The most striking results from our survey concern the prevalent view that politicians are too focused on short-term headlines and are more concerned with protecting the interests of the already rich and powerful in our society. A remarkable 80% of the public agreed with the statement that ‘politicians are too focused on short-term chasing of headlines’, with just 3% of respondents disagreeing. Views about the privileging of the rich and the powerful are similarly lopsided, with 72% of respondents agreeing that politics is ‘dominated by self-seeking politicians protecting the interests of the already rich and powerful in our society’, and just 8% disagreeing.
There is a widespread feeling that politicians, and politics, has lost its way, that political leaders no longer look to stand up for the public in the face of powerful special interests. In the wake of further scandals over lobbying, presided over by a government dominated by Eton and Oxbridge-educated politicians, such feelings will surely only be reinforced.
There are also strong undercurrents of public opinion that question the competence and honesty of politicians, and their taste for finger-pointing. Some 52% of people do not believe that politicians ‘have the technical knowledge needed to solve the problems facing Britain today’, compared to just 20% who have faith in their competence. Such a prevailing view is highly problematic in a political context where voters are increasingly less likely to identify ideologically with parties and now are more likely to vote on the basis of evaluations of their competence in delivering on policies and managing public services.
To similar effect, there is a sense of a lack of courage on the part of politicians to ‘tell the public the truth about the tough decisions that need to be made’, with 40% of respondents rejecting the idea that the political class is able to show leadership (and just 33% believing it can). Further, there is substantial agreement that politicians have ‘exaggerated the scale of the economic crisis – by blaming either the previous or the current government’, with 47% agreeing with this statement and 28% disagreeing.
When we drill down into the attitudes of different sectors of society, the results are even more striking.
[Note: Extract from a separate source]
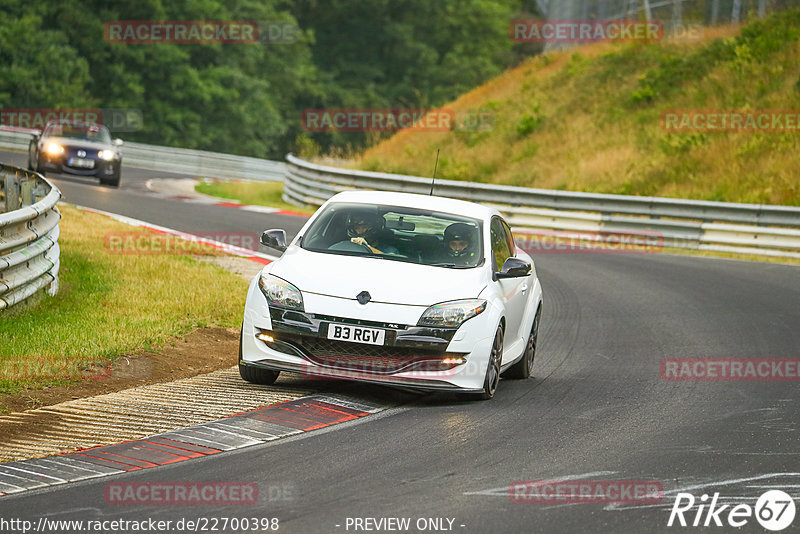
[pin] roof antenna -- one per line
(434, 170)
There are significant differences in terms of party support and age – but not necessarily in ways that would be expected.
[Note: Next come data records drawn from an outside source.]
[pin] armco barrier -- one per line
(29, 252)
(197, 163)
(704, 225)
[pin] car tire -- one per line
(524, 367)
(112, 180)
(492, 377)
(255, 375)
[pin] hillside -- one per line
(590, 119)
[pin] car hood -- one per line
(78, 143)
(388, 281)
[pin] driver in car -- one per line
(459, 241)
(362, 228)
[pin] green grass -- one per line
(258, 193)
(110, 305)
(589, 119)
While disengagement with politics is often painted as a problem of younger citizens, we find that older respondents are the most negative of all about politicians. Across almost every measure, older citizens hold more negative attitudes about the capabilities and intentions of politicians. Yet belief that government can make a difference is stronger among these groups. Disappointment is, perhaps, the inevitable product of the belief that politics and government can make a difference but is failing to do so.
There are party differences too. Of all the parties, UKIP supporters are most negative about politics and government across the board. A plurality of UKIP supporters (44% to 39%) agree that ‘politics is a waste of time’ – in contrast to supporters of all the other main parties, a majority of whom disagree with this statement. UKIP supporters even more predominantly believe that politics is dominated by ‘self-seeking politicians protecting the interests of the already rich and powerful in our society’, by a remarkable margin of 85% in agreement compared to 3% disagreeing (in contrast, 53% of Conservative supporters agree with this statement and 20% disagree).
When asked to weigh up how our politics is managing austerity and economic downturn, it’s not fatalism about the capacity of government or politics that comes to the fore for most citizens. What emerges is a sense of being failed by a political class that lacks the competence and strength of character to follow the right policy options and, above all, is too short-term, too media-obsessed and too much in cahoots with the rich and powerful to provide leadership in the public interest. Britain may be weighed down by a substantial fiscal deficit, but as far as the public is concerned it is also suffering from a depressing shortfall in the quality of its political class.
[i] Sample Size: 1905 GB Adults, Fieldwork 5-6th June, 2013. The survey was funded by the University of Southampton’s Centre for Citizenship, Globalisation and Governance.